On the mainland, Napoleon found himself fighting for the Jacobin Revolutionaries by laying siege to the city of Toulon.  Recognizing the heights as an important feature, he led the charge which captured the heights, and with his artillery drove out the anti-revolutionary forces.  For his actions the City of Public Safety promoted him to Brigadier General.

Napoleon successfully navigated the landmine of French politics.  He dealt directly with the Robespierre brothers, but managed to keep his head (literally), unlike so many other military leaders.  When the Jacobins fell from power, Bonaparte entered hard times.  In desperation to put down a Royalist Uprising, Bonaparte was put in charge and successfully routed them.
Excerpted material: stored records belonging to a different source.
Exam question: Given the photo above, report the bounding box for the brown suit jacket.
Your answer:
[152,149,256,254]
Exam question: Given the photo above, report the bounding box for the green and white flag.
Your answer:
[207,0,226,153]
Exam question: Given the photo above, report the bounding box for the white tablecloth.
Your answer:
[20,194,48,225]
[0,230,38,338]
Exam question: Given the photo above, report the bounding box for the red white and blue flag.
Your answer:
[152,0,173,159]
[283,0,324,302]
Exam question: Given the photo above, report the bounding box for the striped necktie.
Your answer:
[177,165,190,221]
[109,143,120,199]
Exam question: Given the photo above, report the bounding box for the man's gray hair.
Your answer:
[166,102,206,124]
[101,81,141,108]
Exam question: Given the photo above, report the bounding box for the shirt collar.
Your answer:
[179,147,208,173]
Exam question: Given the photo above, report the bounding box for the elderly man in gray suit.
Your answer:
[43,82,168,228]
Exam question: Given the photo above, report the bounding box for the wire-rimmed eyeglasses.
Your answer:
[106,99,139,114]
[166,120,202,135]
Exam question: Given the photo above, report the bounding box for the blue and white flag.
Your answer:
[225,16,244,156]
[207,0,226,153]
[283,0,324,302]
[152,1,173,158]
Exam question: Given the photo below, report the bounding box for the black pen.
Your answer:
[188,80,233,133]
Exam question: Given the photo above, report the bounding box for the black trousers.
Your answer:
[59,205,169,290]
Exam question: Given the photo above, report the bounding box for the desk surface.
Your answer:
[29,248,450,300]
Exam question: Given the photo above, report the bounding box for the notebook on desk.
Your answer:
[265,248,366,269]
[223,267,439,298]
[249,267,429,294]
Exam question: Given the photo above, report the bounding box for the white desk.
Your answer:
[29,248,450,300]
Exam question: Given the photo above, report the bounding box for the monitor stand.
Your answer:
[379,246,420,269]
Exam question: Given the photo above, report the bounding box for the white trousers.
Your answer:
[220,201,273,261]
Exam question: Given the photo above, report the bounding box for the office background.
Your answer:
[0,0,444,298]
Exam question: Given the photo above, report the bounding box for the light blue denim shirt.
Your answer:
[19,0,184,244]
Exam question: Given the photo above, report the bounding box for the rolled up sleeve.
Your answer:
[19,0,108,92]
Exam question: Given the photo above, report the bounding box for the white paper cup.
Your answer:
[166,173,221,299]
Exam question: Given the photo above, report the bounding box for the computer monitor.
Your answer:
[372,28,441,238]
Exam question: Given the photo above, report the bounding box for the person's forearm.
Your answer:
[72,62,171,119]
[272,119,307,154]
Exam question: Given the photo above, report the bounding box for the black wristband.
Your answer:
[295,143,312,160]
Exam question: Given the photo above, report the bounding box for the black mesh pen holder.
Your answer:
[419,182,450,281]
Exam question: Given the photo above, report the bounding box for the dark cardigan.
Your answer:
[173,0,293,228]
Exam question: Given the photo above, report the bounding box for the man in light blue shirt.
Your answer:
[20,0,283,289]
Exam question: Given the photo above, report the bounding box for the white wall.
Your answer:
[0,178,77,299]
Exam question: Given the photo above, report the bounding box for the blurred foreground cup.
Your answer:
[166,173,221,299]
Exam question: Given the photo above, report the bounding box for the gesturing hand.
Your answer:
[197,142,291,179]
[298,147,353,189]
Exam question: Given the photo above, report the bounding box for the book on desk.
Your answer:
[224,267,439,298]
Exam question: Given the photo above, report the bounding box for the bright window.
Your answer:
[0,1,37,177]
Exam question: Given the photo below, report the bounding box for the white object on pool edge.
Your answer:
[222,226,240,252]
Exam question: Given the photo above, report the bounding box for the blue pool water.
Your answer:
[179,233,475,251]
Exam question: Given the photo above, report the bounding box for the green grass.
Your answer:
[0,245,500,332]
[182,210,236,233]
From there Bonaparte led successful campaigns in Italy and Egypt.  Returning to France, he was convinced by a partnership of two others the time had come to remove the current government and put in place a strong leader.  Expecting to outsmart Bonaparte, and possibly use him as a patsy if things went wrong, his partners gave him the resources he needed.  However, when Bonaparte's plan was enacted, it was Bonaparte and not one of his partners who was First Consul of France.

Napoleon would go on to become one of the most successful military leaders the world had seen until World War II.  Using his power and national popularity with the resurgence of France as a Great Power,  Napoleon would be crowned Emperor of France.  Thus Bonaparte ended the strive towards democracy which his original goal when younger.

Napoleon's military campaigns expanded throughout Europe.  His military tactics and strategies added maneuverability which was previously unprecedented.  He often defeated armies larger than his through skillful and positioning of his troops.  Unlike many other national leaders, Napoleon accompanied his armies into battle and directed them, putting himself in danger of being captured or killed.

Despite this, Napoleon was not without faults.  He stretched his army too thin.  His conquests, although militarily successful, were not capable of completely subduing the lands he marched through.  When the end came, his army was worn down from fighting and incapable of continuing.  Napoleon was captured and sent to the island of Elba.

He would escape Elba and for a "Hundred Days", Napoleon was once again the Emperor of France.  Despite a nationalist fervor at his return, his people and armies were still too worn from the earlier fighting.  At the Battle of Waterloo, Napoleon fought his final battle.  Upon its loss, Napoleon was exiled to the land of Saint Helena, where he would remain until his death 6 years later in 1821.
Game Stats
Napoleon is a popular leader, being played 81% of the time. His ability seems unusually good for a military leader, which adds to his popularity. Statistically, Napoleon shows his abilities and popularity are not a function of his usefulness. Perhaps Napoleon is used to try to bolster a weak position (beyond the scope of this analysis), but in the end this ploy is unsuccessful.
Opinions
I believe Napoleon is a highly overrated card, at least based on popularity.  Compared to Robespierre, Napoleon has significantly reduced odds of winning.  This discrepancy may be the difference between Robespierre's "hidden" science reduction compared to Napoleon's "obvious" military gain abilities.  I truly believe Robespierre is by far a better card which yields better results, yet Napoleon remains significantly more popular.

What thoughts do you have in comparing Robespierre and Napoleon?  Which do you believe is better, and why?